Habituellement, M. Lai peut gagner environ 1.300 Hong Kong dollars (150 euros) par jour en faisant la navette entre les villes de Sheung Shui jusqu’à Yuen Long, deux villes frontières situées au nord-ouest de Hong Kong et distantes d’une vingtaine de kilomètres.

– « Moins inquiète » –

« Je n’ai pas porté de masque en 2003 mais maintenant j’en mets un lorsque je conduis », a-t-il expliqué à l’AFP, « nous transportons des gens qui viennent d’un peu partout après tout ».

L’affluence a commencé à baisser au Nouvel An lunaire, fin janvier, quand la nouvelle de l’apparition d’un nouveau coronavirus dans le centre de la Chine s’est répandue.

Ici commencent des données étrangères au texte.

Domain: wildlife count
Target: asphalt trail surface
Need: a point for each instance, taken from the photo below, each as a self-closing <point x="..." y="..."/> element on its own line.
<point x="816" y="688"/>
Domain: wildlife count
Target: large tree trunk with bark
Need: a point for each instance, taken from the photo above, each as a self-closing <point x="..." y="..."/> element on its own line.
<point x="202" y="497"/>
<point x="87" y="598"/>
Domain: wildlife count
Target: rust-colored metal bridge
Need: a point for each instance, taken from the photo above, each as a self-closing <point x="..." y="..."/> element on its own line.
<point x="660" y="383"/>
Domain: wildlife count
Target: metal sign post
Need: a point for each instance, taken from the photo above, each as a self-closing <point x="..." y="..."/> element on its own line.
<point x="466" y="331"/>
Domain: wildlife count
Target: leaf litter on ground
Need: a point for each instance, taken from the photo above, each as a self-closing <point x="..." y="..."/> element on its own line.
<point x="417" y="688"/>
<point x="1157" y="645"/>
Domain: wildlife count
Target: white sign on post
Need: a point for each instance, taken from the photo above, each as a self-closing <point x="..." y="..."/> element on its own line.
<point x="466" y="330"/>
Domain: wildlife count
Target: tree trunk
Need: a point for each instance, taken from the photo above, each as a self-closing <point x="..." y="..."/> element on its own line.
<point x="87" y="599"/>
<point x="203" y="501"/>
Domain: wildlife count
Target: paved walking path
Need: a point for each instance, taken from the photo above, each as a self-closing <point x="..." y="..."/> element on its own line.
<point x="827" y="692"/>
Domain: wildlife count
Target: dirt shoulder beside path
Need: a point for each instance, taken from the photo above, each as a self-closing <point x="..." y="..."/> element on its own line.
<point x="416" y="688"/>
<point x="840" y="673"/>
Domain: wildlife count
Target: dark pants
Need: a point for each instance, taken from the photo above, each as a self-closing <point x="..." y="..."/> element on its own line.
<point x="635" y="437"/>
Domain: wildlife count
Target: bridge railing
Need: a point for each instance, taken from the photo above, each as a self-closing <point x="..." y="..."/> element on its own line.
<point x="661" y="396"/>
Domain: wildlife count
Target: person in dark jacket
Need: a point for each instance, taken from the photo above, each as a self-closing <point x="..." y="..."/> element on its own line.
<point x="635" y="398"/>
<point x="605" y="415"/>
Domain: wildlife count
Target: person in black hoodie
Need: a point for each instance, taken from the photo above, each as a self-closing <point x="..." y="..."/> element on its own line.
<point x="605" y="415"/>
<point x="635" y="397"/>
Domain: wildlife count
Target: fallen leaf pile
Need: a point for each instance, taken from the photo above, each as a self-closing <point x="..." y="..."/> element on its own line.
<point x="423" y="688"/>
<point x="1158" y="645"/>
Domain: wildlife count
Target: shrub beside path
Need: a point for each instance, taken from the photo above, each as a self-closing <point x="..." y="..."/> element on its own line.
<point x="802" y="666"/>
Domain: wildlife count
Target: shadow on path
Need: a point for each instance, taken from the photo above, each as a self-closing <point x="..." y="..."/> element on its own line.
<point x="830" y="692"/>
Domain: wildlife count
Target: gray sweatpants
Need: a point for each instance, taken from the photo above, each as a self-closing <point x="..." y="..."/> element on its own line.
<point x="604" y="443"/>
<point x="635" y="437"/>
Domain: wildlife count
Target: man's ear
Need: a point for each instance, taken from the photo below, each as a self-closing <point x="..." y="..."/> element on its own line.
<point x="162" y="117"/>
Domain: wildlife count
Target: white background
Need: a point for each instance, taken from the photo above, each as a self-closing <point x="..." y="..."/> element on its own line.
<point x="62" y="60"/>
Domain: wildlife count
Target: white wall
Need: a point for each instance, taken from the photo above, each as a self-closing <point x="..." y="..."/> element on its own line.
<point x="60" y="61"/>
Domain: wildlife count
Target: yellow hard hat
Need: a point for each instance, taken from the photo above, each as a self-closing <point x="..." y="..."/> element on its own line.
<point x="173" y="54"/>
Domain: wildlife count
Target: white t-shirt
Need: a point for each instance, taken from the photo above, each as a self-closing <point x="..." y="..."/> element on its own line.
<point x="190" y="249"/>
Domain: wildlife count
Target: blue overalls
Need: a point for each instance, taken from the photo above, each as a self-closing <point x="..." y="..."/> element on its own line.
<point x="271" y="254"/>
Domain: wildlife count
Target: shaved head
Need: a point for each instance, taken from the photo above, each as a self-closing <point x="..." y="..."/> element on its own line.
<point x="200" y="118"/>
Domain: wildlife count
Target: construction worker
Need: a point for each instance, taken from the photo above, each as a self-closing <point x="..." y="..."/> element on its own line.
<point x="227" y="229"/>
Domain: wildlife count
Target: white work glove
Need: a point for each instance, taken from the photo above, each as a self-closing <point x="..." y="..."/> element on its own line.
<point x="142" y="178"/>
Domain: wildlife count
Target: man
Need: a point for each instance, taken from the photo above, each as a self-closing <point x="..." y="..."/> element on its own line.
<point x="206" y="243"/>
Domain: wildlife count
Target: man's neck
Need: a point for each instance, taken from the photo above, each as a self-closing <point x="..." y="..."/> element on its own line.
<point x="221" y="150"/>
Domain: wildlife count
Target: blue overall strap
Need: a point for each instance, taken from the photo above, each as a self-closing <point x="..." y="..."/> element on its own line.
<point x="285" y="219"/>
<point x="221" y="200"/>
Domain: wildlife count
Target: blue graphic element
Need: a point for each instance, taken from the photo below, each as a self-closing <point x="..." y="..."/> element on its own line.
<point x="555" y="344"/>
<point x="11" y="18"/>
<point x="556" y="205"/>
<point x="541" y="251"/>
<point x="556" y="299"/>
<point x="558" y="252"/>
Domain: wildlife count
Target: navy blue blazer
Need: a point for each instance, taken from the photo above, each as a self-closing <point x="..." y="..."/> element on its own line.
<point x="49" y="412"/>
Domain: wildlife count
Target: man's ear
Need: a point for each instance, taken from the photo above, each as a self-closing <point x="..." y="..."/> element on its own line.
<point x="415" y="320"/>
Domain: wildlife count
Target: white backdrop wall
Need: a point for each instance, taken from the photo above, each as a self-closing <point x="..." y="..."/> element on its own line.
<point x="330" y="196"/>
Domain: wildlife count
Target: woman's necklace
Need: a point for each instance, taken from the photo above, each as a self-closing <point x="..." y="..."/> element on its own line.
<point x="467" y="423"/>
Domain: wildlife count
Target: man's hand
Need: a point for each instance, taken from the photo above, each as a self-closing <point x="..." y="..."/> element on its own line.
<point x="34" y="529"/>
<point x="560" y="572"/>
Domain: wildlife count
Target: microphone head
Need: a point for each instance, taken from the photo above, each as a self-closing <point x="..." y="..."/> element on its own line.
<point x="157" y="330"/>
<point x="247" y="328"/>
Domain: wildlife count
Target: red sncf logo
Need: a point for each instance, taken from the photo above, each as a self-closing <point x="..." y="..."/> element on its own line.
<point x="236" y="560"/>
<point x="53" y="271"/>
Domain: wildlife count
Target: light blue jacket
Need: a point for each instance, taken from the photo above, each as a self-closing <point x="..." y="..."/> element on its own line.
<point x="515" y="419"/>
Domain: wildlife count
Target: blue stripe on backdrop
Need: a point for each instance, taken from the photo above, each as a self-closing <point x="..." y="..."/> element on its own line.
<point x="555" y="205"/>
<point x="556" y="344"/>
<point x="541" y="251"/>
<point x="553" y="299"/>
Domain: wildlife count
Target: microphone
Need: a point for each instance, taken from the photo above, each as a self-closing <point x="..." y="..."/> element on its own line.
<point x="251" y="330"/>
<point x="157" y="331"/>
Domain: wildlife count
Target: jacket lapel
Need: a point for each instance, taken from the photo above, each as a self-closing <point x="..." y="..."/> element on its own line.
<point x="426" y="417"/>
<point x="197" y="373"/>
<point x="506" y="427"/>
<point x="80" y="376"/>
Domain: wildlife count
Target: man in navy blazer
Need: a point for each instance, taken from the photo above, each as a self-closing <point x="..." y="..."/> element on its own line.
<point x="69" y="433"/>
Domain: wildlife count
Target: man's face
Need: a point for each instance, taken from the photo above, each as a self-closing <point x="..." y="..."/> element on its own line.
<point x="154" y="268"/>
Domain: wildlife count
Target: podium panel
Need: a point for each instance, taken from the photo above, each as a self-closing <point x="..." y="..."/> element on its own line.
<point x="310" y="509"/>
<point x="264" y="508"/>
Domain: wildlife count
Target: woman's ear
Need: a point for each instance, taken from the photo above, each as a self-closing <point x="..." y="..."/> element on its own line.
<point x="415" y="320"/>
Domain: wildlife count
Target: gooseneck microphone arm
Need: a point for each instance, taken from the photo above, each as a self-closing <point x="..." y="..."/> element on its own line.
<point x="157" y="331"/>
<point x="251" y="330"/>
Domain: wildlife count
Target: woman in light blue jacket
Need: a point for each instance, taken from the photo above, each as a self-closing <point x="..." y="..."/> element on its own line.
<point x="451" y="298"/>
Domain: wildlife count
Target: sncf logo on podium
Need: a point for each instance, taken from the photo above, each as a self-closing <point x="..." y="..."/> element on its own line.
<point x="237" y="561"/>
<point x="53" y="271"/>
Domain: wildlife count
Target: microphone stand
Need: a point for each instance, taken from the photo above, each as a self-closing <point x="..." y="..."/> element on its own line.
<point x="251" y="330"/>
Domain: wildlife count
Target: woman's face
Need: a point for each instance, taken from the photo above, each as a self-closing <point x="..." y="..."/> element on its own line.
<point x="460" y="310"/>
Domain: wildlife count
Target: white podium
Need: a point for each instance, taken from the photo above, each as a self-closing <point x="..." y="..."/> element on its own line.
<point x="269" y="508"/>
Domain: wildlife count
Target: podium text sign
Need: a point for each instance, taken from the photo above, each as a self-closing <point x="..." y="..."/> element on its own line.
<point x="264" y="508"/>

Sheung Shui, la première ville après avoir franchi le poste frontière de Lo Wu, désormais fermé, a été depuis juin le théâtre de fréquents affrontements entre les protestataires et la police lors des manifestations pro-démocratie.

Parti du rejet d’un projet de loi sur les extraditions vers la Chine, le mouvement s’est mué en rejet de l’emprise de plus en plus grande de Pékin sur le territoire semi-autonome et le problème du commerce parallèle a fait parti des griefs de la population.

M. Shing, pharmacien, a enregistré une baisse de son chiffre d’affaires de 30% au cours du Nouvel An lunaire, et de 50% depuis la fermeture des frontières.

Alors qu’il a déjà été affecté par les manifestations de ces derniers mois, il dit cependant comprendre la nécessité de réduire les arrivées en provenance de la Chine continentale.

« Peut-être que le gouvernement aurait dû le faire plus tôt », souligne-t-il car « plus vite l’épidémie est endiguée, plus vite les affaires peuvent reprendre ».

Pour certains habitants de Sheung Shui, ce calme inhabituel est même très appréciable.

Candy Kwan explique que ses trois grands enfants n’ont pas réussi à trouver des masques chirurgicaux afin de se protéger du virus.

Si tous les habitants se sont rués dessus, les personnes faisant du commerce parallèle n’ont pas hésité à finir de vider les stocks.

« Qu’est-ce qui est plus important que les vies humaines? », demande-t-elle, affirmant se sentir « plus en sécurité dans les rues et moins inquiète des risques de contamination après la fermeture du poste frontière ».

Une autre habitante de Sheung Shui, Mme Chan, 70 ans, est en colère contre ces mesures de l’exécutif, à son goût trop tardives.

« S’il avait fermé la frontière plus tôt, nous ne nous serions pas retrouvés en concurrence avec les acheteurs venus de Chine continentale acheter des masques », estime-t-elle.